Just gone through wellbeback's walkthrough. Our breakthroughs were both based on 8 in N4 and 11(3) cage = {24}5, but in very different ways.

Here is my walkthrough for Assassin 392:
Prelims

a) R1C78 = {18/27/36/45}, no 9
b) R34C5 = {49/58/67}, no 1,2,3
c) R56C8 = {16/25/34}, no 7,8,9
d) R89C4 = {19/28/37/46}, no 5
e) 22(3) cage at R1C4 = {589/679}
f) 10(3) cage at R1C6 = {127/136/145/235}, no 8,9
g) 11(3) cage at R7C3 = {128/137/146/236/245}, no 9
h) 26(4) cage at R2C7 = {2789/3689/4589/4679/5678}, no 1

1a. 45 rule on C6789 1 outie R2C5 = 3 -> R12C6 = 7 = {16/25}
1b. 22(3) cage at R1C4 = {589/679}, 9 locked for N2, clean-up: no 4 in R4C5
1c. Killer pair 5,6 in 22(3) cage at R12C6, locked for N2, clean-up: no 7,8 in R4C5
1d. 4 in N2 only in R3C456, locked for R3
1e. 45 rule on N3 2 outies R4C89 = 17 = {89}, locked for R4 and N6, clean-up: no 4 in R3C5
1f. Naked pair {89} in R4C89, CPE no 8,9 in R2C8
1g. Killer pair 7,8 in 22(3) cage and R3C5, locked for N2
1h. 45 rule on N36 2 innies R56C9 = 9 = {27/36/45}, no 1
1i. 45 rule on N36 2 outies R78C9 = 10 = {19/28/37/46}, no 5

2a. 45 rule on C1234 2 outies R15C5 = 11 = [74/92] (cannot be {56} which clashes with R4C5)
2b. 45 rule on C789 4 outies R6789C6 = 26 = {2789/3689/4589/4679} (cannot be {5678} which clashes with R12C6), no 1, 9 locked for C6
2c. 45 rule on C789 1 outie R6C6 = 1 innie R9C7 + 2, no 2 in R6C6, no 8,9 in R9C7
2d. 45 rule on C9 1 outie R2C8 = 1 innie R9C9 + 1, no 1 in R2C8, no 2,7,8,9 in R9C9
2e. 12(3) cage at R3C6 = {138/147/237/345} (cannot be {156/246} which clash with R12C6), no 6
2f. 12(3) cage at R4C7 = {147/156/237/345} (cannot be {246} which clashes with R56C8)

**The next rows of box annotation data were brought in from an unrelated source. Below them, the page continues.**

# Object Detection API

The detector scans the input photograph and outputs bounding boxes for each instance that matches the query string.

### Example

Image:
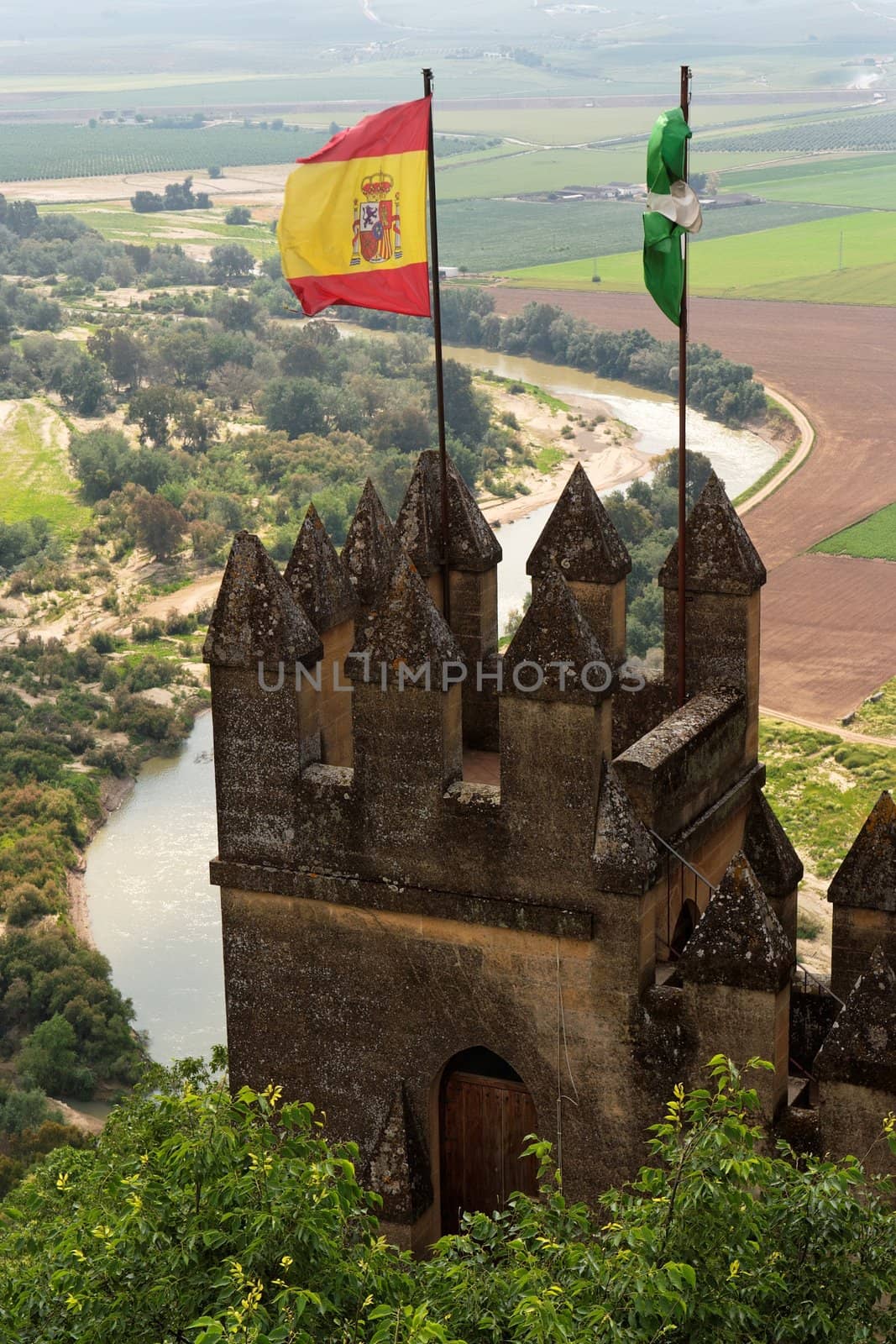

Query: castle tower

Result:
[347,554,464,871]
[743,791,804,950]
[525,462,631,668]
[395,449,501,750]
[827,791,896,999]
[813,945,896,1176]
[679,852,795,1118]
[658,472,766,761]
[203,533,324,863]
[207,454,811,1250]
[284,504,358,764]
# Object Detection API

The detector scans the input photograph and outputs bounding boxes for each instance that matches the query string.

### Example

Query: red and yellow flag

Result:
[277,98,432,318]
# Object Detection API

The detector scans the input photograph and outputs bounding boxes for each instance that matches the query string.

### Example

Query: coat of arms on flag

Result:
[277,97,432,318]
[352,172,401,266]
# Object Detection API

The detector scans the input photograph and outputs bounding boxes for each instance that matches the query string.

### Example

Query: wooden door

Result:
[441,1071,537,1232]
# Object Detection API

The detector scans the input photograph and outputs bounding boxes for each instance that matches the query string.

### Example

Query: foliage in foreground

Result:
[0,1057,896,1344]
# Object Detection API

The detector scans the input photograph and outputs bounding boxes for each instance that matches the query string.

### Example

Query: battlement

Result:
[206,452,764,957]
[204,453,896,1231]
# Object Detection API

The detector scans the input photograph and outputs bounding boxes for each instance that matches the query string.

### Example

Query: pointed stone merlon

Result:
[345,555,464,843]
[743,791,804,949]
[500,569,612,869]
[813,945,896,1176]
[284,504,358,766]
[659,472,766,762]
[679,851,794,1116]
[203,533,324,864]
[395,450,501,750]
[340,480,401,618]
[367,1084,432,1250]
[525,462,631,667]
[827,791,896,999]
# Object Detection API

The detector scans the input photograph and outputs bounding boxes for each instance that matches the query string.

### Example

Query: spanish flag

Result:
[277,97,432,318]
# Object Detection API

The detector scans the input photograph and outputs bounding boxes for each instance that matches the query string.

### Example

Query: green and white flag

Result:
[643,108,703,327]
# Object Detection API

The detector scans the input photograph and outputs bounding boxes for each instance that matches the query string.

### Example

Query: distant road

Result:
[0,88,880,123]
[491,286,896,722]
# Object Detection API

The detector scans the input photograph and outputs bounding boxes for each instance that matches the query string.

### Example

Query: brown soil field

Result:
[493,287,896,722]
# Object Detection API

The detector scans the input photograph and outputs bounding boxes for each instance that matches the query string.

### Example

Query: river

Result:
[448,345,779,629]
[86,347,778,1063]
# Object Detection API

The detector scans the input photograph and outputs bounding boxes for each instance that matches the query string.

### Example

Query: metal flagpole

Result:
[679,66,690,706]
[423,70,451,625]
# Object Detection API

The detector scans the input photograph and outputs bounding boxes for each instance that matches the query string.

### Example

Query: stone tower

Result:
[206,453,896,1248]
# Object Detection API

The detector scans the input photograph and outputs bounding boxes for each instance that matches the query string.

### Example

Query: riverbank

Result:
[477,381,652,527]
[65,774,137,948]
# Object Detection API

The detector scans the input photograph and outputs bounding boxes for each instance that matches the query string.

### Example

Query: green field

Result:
[438,200,859,272]
[813,504,896,560]
[438,144,762,200]
[508,207,896,304]
[723,155,896,210]
[0,401,92,536]
[0,123,325,181]
[40,202,277,258]
[759,719,896,878]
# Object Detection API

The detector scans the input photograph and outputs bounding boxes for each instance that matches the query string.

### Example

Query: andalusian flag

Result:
[643,108,703,327]
[277,98,432,318]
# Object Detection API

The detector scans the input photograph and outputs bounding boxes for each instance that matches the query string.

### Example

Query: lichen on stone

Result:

3. 37(7) cage at R6C6 = {1246789/1345789/2345689}, R6C6 = R9C7 + 2 (step 2c)
3a. Consider placement for 4 in 37(7) cage
R6C6 = 4
or 4 in R78C78 + R9C89, locked for N9, no 4 in R9C7 => no 6 in R6C6
-> no 6 in R6C6, clean-up: no 4 in R9C7
3b. Consider placement for 5 in N9
5 in R78C78 + R9C89 => no 5 in R6C6
or R9C7 = 5 => R6C6 = 7
-> no 5 in R6C6, clean-up: no 3 in R9C7
[Alternatively 37(7) cage must contain 4 -> R6C6 + R9C7 cannot be [64], 37(7) cage must contain both or neither of 3,5 -> R6C6 + R9C7 cannot be [53].]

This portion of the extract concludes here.